Do you ever wonder what it feels like to be followed by paparazzi or chased by reporters? If yes, go to college! As soon as you’ve spent 24 hours away from home, family and friends will join forces and bombard you with questions that you never even thought to ask yourself.
“On a scale of 1-10, how much do you like school?” or “How many bowls of ramen noodles have you eaten so far?” or “On an average day what is the temperature, humidity level, and rate at which a cute boy crosses your path?”
Every question deserves an answer, so if you need a little help, the Real Housewives have your back.
Start by explaining the gawkiness of orientation weekend.
Your parents set you free and before you know it, you feel like an exchange student at the airport looking for your host family; the only thing indicating that you’re going home with the right people is a poster with your name on it. You sit with your group and start playing getting-to-know-you games that really only expedite the awkwardness of it all. But at least you know who prefers Skippy peanut butter over Jif…?
Next, tell them that Alliot keeps you well fed.
There’s plenty to choose from, but you’ve begun making combinations of your own to spice things up and keep your taste buds interested. Who knew grilled cheese tastes best topped with cottage cheese and hot sauce? Don’t forget to mention the potatoes. No matter how many odd combinations you may make, the potatoes (tots, fries, mashed, sweet, you name it) are not to be messed with. That is one starch Alliot does right.
Whatever you do, don’t mention food without following it up with exercise or some sort of diet.
Even if you do get peer pressured into eating ice cream six out of seven days a week, don’t let that cat out of the bag! You can’t risk receiving a care package filled with broccoli and bananas as opposed to cookies and brownies.
When it comes to academics, be honest!
New classes, professors, and amounts of studying can make for a challenging adjustment. There is no reason to sugar coat any of it! Tell them that when you spend time doing anything but homework, a sort of guilt forms and your conscience tells you to go do something productive. Don’t be afraid to publicize the fact that you went to a tutor the night before a big exam with dozens of questions or that you stayed up until 1:00AM finishing a paper.

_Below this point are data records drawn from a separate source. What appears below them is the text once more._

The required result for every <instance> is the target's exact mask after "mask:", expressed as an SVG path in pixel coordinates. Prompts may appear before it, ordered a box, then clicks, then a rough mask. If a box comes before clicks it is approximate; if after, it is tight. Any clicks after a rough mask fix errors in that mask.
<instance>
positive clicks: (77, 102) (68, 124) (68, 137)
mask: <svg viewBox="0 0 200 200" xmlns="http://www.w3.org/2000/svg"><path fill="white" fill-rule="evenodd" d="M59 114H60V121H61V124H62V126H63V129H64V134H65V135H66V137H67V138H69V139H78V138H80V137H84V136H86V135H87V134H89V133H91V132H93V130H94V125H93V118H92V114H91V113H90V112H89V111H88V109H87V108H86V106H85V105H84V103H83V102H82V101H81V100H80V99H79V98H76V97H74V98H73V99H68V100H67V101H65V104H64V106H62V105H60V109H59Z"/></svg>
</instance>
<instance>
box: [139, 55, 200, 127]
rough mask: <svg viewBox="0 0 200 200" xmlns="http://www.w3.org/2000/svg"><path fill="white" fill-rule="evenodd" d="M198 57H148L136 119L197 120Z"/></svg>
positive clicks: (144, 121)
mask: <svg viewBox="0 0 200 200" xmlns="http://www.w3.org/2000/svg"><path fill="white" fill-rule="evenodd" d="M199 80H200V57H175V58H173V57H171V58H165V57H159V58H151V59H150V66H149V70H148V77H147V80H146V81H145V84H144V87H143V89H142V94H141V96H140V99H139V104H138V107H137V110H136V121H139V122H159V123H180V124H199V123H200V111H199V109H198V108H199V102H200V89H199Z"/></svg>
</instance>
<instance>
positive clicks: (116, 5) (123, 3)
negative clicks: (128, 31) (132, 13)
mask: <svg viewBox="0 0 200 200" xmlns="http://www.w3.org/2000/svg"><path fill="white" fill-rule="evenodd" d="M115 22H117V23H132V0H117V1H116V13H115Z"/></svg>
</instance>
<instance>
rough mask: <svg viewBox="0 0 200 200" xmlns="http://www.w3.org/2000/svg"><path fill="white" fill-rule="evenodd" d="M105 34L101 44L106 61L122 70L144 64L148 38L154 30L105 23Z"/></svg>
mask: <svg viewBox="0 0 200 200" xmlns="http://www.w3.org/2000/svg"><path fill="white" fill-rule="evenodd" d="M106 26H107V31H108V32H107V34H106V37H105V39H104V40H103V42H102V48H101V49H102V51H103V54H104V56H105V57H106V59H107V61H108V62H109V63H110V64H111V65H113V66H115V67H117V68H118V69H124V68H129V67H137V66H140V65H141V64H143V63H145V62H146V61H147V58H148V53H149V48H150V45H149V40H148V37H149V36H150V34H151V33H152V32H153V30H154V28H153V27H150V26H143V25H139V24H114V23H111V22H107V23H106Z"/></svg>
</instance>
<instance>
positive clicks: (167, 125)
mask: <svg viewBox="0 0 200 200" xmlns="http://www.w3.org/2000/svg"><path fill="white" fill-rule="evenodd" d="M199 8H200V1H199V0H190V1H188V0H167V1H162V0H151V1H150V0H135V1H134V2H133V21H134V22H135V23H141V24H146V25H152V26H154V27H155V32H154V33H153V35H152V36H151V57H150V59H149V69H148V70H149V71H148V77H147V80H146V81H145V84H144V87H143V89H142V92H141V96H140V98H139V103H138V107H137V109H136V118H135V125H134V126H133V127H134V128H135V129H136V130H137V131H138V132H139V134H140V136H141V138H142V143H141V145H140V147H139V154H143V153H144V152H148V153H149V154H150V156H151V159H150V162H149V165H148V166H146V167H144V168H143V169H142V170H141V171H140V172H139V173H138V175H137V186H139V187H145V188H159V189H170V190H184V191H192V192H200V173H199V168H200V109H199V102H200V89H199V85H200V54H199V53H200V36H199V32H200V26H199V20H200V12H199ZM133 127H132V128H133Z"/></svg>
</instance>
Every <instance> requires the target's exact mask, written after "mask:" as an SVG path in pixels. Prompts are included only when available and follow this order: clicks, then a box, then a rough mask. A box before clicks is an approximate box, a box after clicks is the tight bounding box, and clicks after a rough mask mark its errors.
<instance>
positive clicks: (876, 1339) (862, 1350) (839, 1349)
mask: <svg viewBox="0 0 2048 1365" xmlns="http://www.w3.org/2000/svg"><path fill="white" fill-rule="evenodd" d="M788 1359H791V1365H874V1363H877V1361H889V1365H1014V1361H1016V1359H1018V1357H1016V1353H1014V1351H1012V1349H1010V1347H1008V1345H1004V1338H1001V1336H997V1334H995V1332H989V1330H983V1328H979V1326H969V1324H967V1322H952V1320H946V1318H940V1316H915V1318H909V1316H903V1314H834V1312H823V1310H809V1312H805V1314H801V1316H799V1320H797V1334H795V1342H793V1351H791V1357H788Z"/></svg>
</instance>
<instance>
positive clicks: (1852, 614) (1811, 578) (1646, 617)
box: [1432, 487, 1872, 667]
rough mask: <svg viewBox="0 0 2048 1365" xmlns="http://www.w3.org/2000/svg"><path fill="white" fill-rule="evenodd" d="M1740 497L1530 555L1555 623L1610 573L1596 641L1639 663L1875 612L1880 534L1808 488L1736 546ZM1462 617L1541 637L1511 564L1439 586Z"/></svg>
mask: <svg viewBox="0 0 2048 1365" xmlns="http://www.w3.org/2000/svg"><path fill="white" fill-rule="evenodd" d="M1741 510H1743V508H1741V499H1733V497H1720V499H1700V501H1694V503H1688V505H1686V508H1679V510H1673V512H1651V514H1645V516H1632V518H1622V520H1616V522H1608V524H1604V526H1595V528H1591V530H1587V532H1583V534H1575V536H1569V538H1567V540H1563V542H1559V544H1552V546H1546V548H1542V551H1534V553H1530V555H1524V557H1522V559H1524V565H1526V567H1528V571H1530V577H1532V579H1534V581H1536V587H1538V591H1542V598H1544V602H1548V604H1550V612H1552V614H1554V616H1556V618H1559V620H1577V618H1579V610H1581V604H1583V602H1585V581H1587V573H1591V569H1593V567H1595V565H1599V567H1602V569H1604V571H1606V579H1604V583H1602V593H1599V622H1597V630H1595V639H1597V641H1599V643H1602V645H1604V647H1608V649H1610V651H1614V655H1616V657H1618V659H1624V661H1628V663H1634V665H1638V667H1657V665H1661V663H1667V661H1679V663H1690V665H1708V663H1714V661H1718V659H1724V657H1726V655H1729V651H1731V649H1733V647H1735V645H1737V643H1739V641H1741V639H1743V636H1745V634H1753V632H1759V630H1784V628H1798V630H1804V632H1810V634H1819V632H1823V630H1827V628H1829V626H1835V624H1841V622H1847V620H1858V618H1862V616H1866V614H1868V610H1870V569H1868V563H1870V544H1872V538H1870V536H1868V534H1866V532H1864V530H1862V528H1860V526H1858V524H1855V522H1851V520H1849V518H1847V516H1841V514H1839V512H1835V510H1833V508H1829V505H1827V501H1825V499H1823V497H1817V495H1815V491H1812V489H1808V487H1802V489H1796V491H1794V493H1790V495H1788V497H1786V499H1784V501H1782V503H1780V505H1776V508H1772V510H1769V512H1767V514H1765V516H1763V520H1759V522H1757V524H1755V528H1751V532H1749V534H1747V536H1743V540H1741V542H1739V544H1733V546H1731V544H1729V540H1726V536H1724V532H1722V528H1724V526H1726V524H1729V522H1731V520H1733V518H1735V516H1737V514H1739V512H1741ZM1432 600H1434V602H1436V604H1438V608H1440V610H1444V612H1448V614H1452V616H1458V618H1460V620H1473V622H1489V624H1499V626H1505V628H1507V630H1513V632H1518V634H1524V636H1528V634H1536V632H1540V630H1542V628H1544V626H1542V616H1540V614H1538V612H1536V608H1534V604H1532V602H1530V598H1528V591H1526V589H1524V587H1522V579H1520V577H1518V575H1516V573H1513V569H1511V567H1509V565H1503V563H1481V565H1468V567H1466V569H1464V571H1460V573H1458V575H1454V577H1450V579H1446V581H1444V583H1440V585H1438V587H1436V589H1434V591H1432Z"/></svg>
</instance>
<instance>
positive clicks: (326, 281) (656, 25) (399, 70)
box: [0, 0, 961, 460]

It’s probably a little entertaining that it costs $53,000 to fund your struggles, efforts, dreams, and successes.
Next, explain that living in Vermont has coerced you into adopting a new, crunchy lifestyle.
The beauty of nature and the world around you is praised in a way you have never seen before. You love being outside. Might it be studying on a blanket in the grass, hammocking from trees, or hiking every spare day you have, it’s a way of life.
Don’t forget to tell everyone that you’ve already fallen in love with St. Mike’s.
Be sure to praise our amazing community and the abundance of genuinely nice people. Tell about our innate door holding qualities. No matter the distance, if someone ahead of you is walking through the door you’re headed for, it will be held until you get there. Talk about the week you were sick and how whenever you sneezed in class, 95% of the people in the whole lecture hall would say “God bless you.” It’s the little things that make St. Mike’s the best place to be…
… And that’s something even the Real Housewives can see!